Security Review E with 0 Security Hotspots

  • SonarQube 9.5 Enterprise
  • Trying to get my project green.

I am on a branch.
My project had a security hotspot on existing code so Security Review E
I marked the issue as safe.
“Overall Code” now shows 0 Security Hotspots, 100% Reviewd, Security Review A
“New Code” shows 0 Security Hotspots, 0% Reviewd, Security Review E

So the branch has failed the quality gate check

Hi,

Could you double-check the Security Hotspots tab/page, please, to see if it shows any unreviewed Security Hotspots? I’m asking to see if this is some sort of rounding error.

 
Thx,
Ann

Hi - there are no security hotspots to review on that tab (I have checked all, not just assigned to me)

Hi,

Thanks for looking.
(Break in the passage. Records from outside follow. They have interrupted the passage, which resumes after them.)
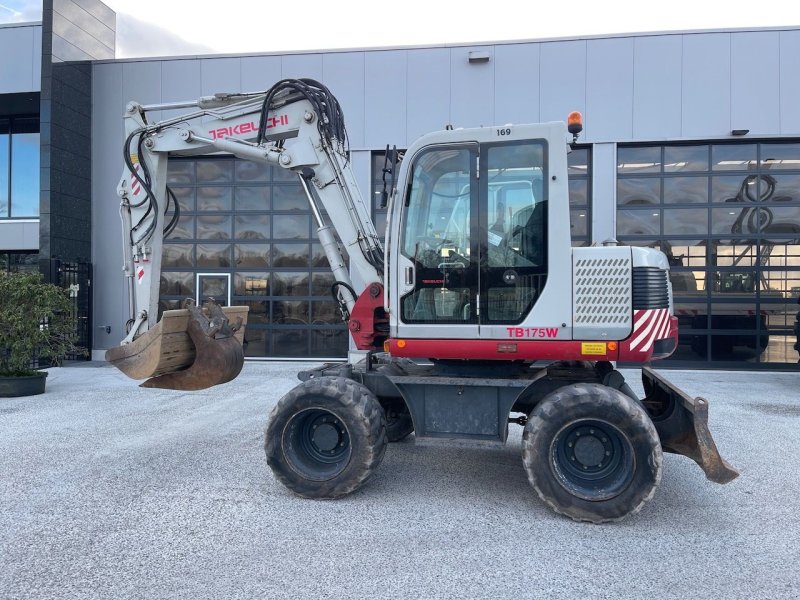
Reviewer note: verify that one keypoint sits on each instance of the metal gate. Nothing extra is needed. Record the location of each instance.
(77, 278)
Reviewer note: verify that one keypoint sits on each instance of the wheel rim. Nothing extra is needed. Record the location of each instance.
(316, 444)
(593, 460)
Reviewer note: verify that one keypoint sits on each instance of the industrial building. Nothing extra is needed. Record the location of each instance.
(691, 144)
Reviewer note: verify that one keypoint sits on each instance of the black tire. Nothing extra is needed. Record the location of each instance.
(607, 474)
(399, 424)
(326, 437)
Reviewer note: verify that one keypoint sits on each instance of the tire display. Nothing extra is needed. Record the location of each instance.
(592, 453)
(326, 437)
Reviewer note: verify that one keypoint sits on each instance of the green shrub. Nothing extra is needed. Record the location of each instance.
(35, 322)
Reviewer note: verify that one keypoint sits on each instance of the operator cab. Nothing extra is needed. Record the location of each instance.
(472, 235)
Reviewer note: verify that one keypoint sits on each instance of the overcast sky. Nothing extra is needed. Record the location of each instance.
(175, 27)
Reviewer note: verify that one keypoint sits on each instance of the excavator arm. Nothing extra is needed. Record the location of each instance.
(296, 125)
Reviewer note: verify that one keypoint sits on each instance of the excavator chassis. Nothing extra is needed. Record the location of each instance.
(188, 349)
(448, 406)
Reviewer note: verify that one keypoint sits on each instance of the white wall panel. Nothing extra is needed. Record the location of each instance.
(220, 75)
(141, 82)
(657, 87)
(385, 94)
(428, 85)
(790, 82)
(516, 83)
(609, 89)
(260, 72)
(180, 80)
(302, 66)
(562, 79)
(755, 83)
(472, 88)
(706, 85)
(110, 298)
(343, 73)
(37, 58)
(18, 55)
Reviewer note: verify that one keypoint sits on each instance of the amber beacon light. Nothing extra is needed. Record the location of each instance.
(575, 124)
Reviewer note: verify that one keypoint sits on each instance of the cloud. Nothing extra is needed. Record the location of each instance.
(137, 38)
(20, 11)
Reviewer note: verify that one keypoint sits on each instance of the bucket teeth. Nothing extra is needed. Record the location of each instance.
(218, 354)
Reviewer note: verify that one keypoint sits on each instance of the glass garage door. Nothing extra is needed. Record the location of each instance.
(246, 230)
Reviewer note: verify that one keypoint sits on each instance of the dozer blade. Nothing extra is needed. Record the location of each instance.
(188, 349)
(682, 425)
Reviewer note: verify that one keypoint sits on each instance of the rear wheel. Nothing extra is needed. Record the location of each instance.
(326, 437)
(592, 453)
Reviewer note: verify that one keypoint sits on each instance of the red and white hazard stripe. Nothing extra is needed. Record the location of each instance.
(648, 326)
(136, 186)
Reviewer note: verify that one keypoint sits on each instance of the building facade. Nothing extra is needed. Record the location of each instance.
(691, 145)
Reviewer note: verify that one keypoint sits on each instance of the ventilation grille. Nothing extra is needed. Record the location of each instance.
(602, 292)
(650, 289)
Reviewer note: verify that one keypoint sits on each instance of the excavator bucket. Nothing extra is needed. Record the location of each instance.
(682, 425)
(188, 349)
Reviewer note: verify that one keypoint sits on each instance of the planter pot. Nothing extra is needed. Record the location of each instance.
(29, 385)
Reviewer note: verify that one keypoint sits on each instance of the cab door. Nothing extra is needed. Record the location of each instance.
(513, 232)
(438, 245)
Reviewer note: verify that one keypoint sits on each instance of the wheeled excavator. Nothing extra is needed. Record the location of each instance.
(475, 313)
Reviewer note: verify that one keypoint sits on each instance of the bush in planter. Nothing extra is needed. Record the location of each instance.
(35, 322)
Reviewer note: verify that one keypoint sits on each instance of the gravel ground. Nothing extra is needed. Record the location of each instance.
(108, 490)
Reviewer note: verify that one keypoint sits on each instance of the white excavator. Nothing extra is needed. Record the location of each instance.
(476, 312)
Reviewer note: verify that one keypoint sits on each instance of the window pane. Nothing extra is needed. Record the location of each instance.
(252, 255)
(578, 162)
(213, 227)
(786, 188)
(287, 227)
(578, 222)
(178, 283)
(248, 170)
(184, 230)
(578, 192)
(729, 189)
(325, 312)
(180, 172)
(321, 284)
(685, 190)
(780, 156)
(686, 221)
(290, 312)
(639, 160)
(638, 191)
(291, 342)
(290, 284)
(288, 197)
(177, 255)
(213, 255)
(738, 157)
(251, 284)
(685, 158)
(638, 222)
(25, 175)
(290, 255)
(252, 227)
(4, 141)
(214, 171)
(253, 198)
(185, 196)
(213, 199)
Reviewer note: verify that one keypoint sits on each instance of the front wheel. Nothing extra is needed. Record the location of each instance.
(592, 453)
(326, 437)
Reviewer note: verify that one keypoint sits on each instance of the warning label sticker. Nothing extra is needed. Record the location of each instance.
(593, 348)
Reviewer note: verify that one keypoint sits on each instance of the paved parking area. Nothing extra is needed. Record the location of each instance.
(108, 490)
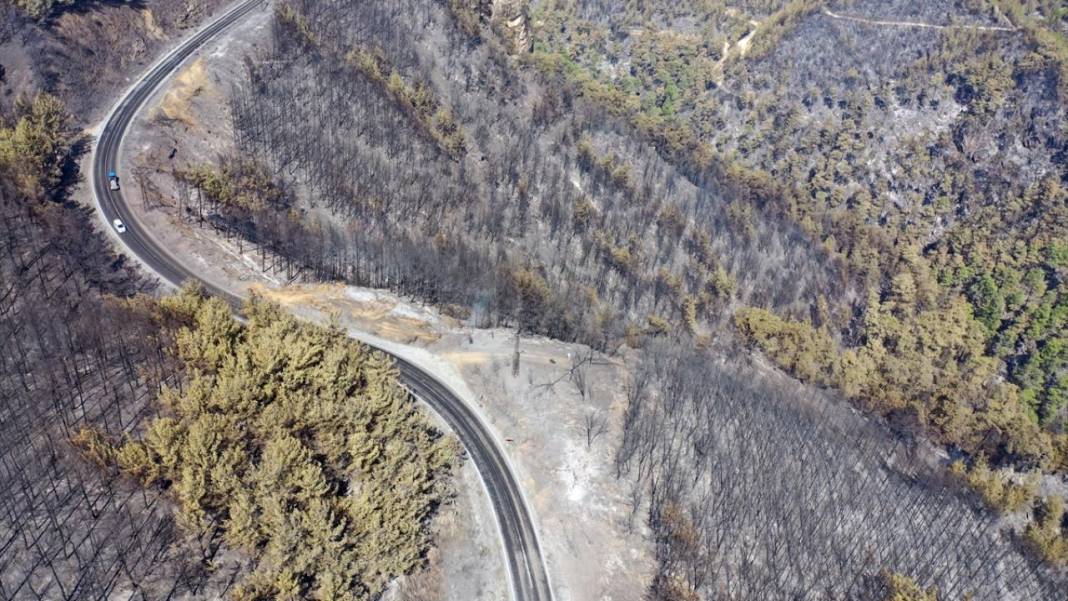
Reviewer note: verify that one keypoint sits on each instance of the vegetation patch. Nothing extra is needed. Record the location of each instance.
(294, 443)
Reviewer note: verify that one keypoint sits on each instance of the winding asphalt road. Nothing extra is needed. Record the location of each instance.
(525, 566)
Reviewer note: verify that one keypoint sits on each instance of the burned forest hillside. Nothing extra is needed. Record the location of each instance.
(868, 195)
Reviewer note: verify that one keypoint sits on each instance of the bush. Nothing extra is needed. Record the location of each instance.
(297, 445)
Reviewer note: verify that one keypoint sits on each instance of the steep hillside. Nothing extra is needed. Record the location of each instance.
(83, 52)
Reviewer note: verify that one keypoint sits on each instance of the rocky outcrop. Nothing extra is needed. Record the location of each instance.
(512, 21)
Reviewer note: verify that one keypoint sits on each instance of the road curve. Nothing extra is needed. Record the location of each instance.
(525, 566)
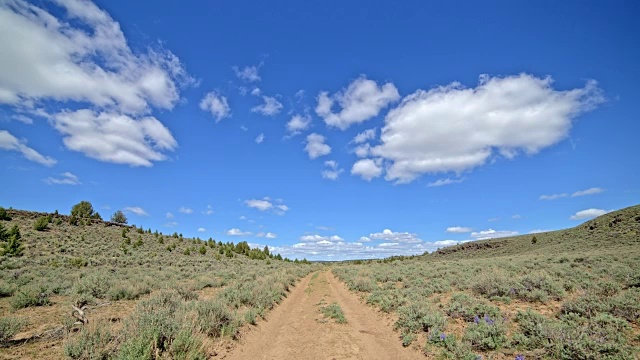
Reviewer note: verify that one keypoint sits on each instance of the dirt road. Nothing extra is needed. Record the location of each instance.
(296, 329)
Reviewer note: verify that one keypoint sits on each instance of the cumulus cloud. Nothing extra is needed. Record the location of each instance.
(79, 55)
(248, 73)
(590, 191)
(360, 101)
(113, 137)
(268, 235)
(216, 104)
(270, 107)
(491, 234)
(446, 181)
(332, 171)
(238, 232)
(395, 237)
(185, 210)
(588, 214)
(453, 129)
(298, 124)
(265, 204)
(136, 210)
(11, 143)
(66, 178)
(365, 136)
(459, 229)
(316, 146)
(367, 168)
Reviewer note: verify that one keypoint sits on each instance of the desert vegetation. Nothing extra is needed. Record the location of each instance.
(87, 289)
(570, 294)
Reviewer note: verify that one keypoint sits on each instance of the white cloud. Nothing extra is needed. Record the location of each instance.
(316, 147)
(395, 237)
(459, 229)
(442, 182)
(185, 210)
(367, 168)
(248, 73)
(270, 107)
(298, 124)
(360, 101)
(588, 214)
(82, 58)
(23, 119)
(453, 129)
(268, 235)
(113, 137)
(136, 210)
(333, 171)
(238, 232)
(364, 136)
(591, 191)
(11, 143)
(265, 204)
(66, 178)
(491, 234)
(216, 104)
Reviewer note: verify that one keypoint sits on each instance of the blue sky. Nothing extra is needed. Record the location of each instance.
(323, 130)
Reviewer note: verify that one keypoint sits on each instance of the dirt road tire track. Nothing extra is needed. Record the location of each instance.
(296, 329)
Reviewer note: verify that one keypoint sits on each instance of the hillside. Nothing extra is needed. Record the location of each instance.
(612, 232)
(141, 291)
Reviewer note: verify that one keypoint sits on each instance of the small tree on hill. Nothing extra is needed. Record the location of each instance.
(41, 224)
(119, 217)
(82, 210)
(13, 245)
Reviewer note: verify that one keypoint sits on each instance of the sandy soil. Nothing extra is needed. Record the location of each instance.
(296, 329)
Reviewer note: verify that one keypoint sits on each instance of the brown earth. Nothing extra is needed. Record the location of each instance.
(296, 329)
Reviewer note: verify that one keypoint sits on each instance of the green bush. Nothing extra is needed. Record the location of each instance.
(41, 224)
(9, 326)
(30, 295)
(119, 217)
(82, 210)
(91, 343)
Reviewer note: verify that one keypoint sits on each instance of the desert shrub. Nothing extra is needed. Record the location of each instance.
(92, 342)
(215, 319)
(534, 330)
(626, 305)
(95, 284)
(41, 223)
(119, 217)
(486, 333)
(3, 214)
(334, 311)
(468, 308)
(12, 245)
(9, 326)
(82, 210)
(30, 295)
(419, 316)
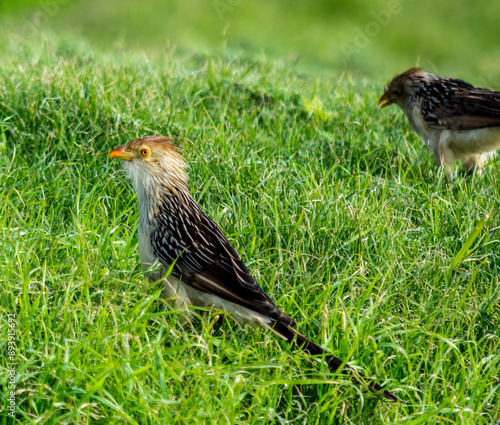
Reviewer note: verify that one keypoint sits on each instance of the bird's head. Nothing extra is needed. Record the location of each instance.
(153, 164)
(401, 87)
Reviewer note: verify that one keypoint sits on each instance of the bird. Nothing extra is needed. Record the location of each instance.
(455, 119)
(205, 269)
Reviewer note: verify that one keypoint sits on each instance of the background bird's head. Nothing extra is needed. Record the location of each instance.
(401, 87)
(154, 165)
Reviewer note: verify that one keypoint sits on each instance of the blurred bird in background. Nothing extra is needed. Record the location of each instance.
(455, 119)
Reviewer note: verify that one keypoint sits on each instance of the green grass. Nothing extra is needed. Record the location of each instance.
(333, 204)
(457, 38)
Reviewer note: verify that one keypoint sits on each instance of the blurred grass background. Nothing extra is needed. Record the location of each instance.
(378, 37)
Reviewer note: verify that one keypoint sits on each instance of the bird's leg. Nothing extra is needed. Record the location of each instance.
(174, 293)
(443, 156)
(473, 165)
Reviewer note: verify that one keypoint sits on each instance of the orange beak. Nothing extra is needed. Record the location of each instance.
(384, 101)
(121, 153)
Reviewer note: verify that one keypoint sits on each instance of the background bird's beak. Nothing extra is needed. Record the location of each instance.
(121, 153)
(384, 101)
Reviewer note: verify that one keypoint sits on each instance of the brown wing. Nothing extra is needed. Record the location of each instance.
(456, 105)
(206, 260)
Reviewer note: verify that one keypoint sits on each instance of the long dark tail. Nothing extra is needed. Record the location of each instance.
(310, 347)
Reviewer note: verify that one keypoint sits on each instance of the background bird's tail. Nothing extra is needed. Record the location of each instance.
(291, 335)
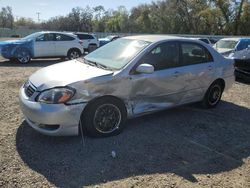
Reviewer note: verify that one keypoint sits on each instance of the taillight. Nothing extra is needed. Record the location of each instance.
(81, 42)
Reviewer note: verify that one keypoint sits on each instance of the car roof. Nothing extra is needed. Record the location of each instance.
(152, 38)
(232, 39)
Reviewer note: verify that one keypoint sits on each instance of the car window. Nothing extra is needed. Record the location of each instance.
(84, 36)
(45, 37)
(192, 53)
(243, 44)
(61, 37)
(204, 40)
(164, 56)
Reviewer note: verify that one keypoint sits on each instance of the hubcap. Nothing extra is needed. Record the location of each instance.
(74, 55)
(214, 95)
(107, 118)
(23, 57)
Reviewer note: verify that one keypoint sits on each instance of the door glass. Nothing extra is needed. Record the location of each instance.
(164, 56)
(45, 37)
(194, 54)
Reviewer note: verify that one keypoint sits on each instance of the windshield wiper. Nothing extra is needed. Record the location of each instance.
(95, 64)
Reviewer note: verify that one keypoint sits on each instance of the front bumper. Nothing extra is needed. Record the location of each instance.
(51, 119)
(242, 74)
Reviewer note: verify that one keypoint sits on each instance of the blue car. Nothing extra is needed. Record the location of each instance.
(108, 39)
(42, 45)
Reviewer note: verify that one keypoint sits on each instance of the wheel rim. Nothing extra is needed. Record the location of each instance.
(23, 57)
(74, 55)
(107, 118)
(214, 95)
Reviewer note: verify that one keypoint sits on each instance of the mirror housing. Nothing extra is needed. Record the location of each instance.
(145, 69)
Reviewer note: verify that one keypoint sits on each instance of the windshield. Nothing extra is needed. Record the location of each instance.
(117, 54)
(30, 36)
(229, 44)
(110, 37)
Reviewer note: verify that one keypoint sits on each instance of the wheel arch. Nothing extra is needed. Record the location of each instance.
(74, 48)
(221, 81)
(103, 98)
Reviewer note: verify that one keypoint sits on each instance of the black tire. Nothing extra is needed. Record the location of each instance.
(213, 95)
(104, 117)
(92, 47)
(73, 54)
(23, 56)
(13, 60)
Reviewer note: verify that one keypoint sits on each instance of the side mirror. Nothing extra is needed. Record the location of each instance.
(145, 69)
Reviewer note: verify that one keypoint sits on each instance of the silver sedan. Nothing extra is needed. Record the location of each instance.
(129, 77)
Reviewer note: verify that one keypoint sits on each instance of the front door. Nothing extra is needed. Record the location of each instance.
(44, 45)
(165, 86)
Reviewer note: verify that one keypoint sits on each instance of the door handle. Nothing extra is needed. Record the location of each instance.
(176, 73)
(210, 67)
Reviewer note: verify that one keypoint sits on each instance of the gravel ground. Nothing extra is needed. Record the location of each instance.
(181, 147)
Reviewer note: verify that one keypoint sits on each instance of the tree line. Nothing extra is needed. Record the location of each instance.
(219, 17)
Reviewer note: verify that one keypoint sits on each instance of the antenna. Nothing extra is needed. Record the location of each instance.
(38, 16)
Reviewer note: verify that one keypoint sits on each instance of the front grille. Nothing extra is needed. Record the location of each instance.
(29, 89)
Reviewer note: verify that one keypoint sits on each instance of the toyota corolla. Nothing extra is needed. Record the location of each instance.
(131, 76)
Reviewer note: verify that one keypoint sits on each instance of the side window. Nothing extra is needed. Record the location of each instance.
(204, 40)
(164, 56)
(85, 37)
(61, 37)
(192, 53)
(45, 37)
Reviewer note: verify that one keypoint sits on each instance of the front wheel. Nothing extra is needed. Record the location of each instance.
(104, 117)
(213, 95)
(74, 54)
(23, 56)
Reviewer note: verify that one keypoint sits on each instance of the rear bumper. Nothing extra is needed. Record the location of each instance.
(51, 119)
(229, 81)
(242, 74)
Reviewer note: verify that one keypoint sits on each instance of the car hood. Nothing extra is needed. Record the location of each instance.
(65, 73)
(104, 39)
(13, 42)
(223, 50)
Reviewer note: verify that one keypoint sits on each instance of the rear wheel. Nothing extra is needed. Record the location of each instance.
(213, 95)
(23, 56)
(92, 47)
(104, 117)
(74, 54)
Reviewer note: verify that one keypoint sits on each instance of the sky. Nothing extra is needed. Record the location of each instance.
(52, 8)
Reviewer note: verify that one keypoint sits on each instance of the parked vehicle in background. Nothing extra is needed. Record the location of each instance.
(206, 40)
(242, 64)
(42, 45)
(131, 76)
(108, 39)
(226, 46)
(90, 41)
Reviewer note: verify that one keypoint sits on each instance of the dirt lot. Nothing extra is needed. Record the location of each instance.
(182, 147)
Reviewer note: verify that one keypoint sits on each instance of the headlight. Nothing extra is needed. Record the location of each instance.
(56, 95)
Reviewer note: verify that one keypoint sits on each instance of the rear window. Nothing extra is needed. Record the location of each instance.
(61, 37)
(84, 36)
I’ve flagged this for more expert attention.

 
Ann

Hello Tony,

Was the hotspot on new code?

If the project gets analyzed again, could you please let us know if the security review rating gets corrected? That would confirm that the problem is related with the real time update of measures when the hotspot was reviewed.

Also please check if you have any error logs, specifically in the web.log file, around the time you made the change to the hotspot.

Hi

Per my original post it was new code.

The issue is not showing right now - the project has been analysed a few times since.
For future reference, do you mean from the UI Download Logs, Web Server - those are the logs you would want?

I had another issue which magically disappeared with no more reviews which maybe was related to realtime updates - ie the summary showed a problem but clicking on it couldn’t find any issues.
Wondering if it was related to elastic indexing being really s-l-o-w for some reason.
Is there a way I can verify if that is the case in the future?

We are using the k8s instance of SonarQube Enterprise - have only added a couple of projects to it so far and I am manually uploading analyses so it is not being hammered - later we will be connecting it to our CI pipeline…

Yes. You could still check if there are any errors around the time the change was done to the hotspot.